June 15, 2000|By Gerard Shields | Gerard Shields,SUN STAFF

Despite a State Ethics Commission ruling that her state and city government jobs present a conflict of interest, City Council President Sheila Dixon said yesterday that she will keep both positions.

Dixon, who collects $109,000 a year from two public jobs, said she made her decision after gaining the support of her state boss, Richard C. "Mike" Lewin, secretary of the Department of Business and Economic Development, who wrote a letter to the ethics commission on her behalf.

Lewin wrote the letter proposing six steps that he says would ensure that Dixon's city and state interests don't collide, including prohibiting her from representing city-based companies in her position as a senior trade representative for the state.
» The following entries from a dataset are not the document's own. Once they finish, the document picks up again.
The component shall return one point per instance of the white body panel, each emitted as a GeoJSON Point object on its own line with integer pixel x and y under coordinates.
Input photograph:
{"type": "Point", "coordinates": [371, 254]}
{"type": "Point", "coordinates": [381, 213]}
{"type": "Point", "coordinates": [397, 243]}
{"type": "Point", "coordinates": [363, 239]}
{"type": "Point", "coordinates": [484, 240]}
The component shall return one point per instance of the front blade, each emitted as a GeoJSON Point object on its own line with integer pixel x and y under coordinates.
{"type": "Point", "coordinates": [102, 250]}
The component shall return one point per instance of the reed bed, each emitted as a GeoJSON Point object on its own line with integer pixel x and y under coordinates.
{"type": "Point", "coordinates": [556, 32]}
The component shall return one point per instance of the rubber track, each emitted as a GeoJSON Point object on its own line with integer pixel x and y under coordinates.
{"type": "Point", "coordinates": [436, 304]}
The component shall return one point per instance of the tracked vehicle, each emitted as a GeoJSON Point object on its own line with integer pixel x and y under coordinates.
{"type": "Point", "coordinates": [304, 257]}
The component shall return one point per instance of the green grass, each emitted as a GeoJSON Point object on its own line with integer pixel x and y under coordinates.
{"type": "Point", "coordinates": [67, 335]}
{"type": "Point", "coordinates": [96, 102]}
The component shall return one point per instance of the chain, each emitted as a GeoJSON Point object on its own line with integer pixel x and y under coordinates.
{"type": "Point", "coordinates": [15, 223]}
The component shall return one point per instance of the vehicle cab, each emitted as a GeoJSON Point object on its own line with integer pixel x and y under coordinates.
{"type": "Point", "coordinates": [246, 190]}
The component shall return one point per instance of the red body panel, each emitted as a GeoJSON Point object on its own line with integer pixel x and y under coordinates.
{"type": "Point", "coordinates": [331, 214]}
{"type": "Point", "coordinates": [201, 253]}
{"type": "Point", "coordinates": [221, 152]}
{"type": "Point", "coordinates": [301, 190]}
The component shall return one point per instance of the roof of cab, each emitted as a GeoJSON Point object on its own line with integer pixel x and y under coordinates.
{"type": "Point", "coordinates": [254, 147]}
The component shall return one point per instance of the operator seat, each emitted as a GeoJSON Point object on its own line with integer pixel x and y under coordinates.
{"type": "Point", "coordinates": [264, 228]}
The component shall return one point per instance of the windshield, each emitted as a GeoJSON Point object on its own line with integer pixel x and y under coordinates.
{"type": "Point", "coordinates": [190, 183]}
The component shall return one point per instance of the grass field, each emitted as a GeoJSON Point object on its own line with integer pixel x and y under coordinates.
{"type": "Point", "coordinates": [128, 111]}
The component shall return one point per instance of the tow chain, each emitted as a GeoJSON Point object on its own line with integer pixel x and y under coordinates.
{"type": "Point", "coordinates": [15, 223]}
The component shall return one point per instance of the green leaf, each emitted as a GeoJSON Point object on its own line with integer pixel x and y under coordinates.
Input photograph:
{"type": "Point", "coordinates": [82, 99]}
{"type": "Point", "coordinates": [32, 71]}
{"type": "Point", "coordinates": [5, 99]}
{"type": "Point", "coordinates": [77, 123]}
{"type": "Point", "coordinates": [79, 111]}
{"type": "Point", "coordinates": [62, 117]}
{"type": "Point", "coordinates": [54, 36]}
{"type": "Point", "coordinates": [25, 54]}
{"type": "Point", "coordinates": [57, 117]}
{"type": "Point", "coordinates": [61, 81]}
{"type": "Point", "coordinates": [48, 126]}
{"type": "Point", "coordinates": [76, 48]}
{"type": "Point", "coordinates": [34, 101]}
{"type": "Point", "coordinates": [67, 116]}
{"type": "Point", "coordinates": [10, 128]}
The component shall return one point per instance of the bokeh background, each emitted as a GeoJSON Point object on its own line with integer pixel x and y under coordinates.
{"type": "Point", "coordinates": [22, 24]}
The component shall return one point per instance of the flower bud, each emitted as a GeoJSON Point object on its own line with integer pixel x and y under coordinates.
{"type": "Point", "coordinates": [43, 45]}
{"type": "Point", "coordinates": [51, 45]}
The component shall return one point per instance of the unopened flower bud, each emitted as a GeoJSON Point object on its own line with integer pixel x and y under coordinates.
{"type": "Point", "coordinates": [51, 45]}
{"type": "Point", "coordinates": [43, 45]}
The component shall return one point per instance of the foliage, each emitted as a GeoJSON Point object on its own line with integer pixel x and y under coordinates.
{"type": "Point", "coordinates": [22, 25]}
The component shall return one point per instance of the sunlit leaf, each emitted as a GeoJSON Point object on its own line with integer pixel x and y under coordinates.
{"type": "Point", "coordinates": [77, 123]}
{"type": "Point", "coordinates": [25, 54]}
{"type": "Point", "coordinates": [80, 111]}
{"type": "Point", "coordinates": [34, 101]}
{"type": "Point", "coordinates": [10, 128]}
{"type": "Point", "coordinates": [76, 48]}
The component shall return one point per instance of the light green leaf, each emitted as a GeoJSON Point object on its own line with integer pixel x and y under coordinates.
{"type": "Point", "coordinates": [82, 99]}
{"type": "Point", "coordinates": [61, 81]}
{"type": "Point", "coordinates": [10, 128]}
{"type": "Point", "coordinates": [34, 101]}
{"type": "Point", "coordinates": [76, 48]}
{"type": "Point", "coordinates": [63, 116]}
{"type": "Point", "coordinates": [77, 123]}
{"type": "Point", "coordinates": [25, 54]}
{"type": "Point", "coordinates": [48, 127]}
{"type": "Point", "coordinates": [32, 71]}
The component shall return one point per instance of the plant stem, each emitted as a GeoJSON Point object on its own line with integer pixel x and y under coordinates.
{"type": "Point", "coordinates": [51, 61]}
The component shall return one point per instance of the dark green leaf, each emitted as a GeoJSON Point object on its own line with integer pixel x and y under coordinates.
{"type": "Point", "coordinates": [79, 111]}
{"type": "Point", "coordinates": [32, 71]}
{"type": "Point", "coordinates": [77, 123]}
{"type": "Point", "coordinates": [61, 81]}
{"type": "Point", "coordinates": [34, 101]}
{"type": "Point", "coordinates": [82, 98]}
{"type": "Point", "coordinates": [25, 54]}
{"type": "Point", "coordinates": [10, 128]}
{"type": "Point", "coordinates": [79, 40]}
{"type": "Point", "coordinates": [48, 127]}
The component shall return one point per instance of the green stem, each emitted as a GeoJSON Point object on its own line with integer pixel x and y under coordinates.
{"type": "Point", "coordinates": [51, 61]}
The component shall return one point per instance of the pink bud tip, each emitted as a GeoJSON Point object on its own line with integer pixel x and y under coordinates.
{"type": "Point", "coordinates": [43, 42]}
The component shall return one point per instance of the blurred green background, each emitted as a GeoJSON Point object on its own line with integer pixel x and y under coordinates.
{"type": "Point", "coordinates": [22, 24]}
"We are confident that there was no conflict, but we don't even want an appearance of conflict," Lewin said. "We want to do what is right for the public and taxpayers."

Dixon is paid $80,000 annually as the full-time leader of the 19-member City Council and is paid at a rate of $56,000 a year in her part-time state job. She cut her state work and pay in half after taking the top council post in December.

Dixon, who requested the ethics commission ruling after being elected council president, said Lewin's support was key to her decision to keep both jobs.

The state duties, which include working with 20 or 30 companies as clients, don't interfere with her city duties as leader of the council, she said.

"I work a lot of hours," said Dixon, a council member for 13 years.

Last month, the ethics commission noted that about 20 percent of the companies Dixon works with are from Baltimore.

In its advisory opinion, the State Ethics Commission wrote, "The city and its citizens have substantial and significant interactions" with the state economic development office. The panel also said Dixon's "dual employment would be inconsistent with prohibitions [in] the public ethics law."

The city and the state have myriad connections, economic and otherwise, the commission noted.

"It would thus be anticipated that [Dixon] would have a role in a variety of fiscal and spending matters in which the city would be collaborating with the state," the commission said.

John O'Donnell, executive director of the commission, said he could not discuss or acknowledge Dixon's case.

The executive director of a public advocacy group that supports tougher ethics laws, Common Cause/Maryland, scoffed at Dixon's decision, saying the jobs are a "classic conflict of interest."

"What was the point?" Kathleen S. Skullney, the group's executive director, said of Dixon's request for an ethics commission ruling. "In both instances, the public has separate but unequal rights to unbiased representation. We have interests in both jobs being done right."

Lewin said the steps proposed by his department would address that concern.

In addition to prohibiting Dixon from representing city companies, Lewin said, the state would also restrict her computer access, prohibit her from attending certain trade meetings involving city matters, refer companies with ties to Baltimore to other representatives and ensure that she has no state grant-making responsibilities.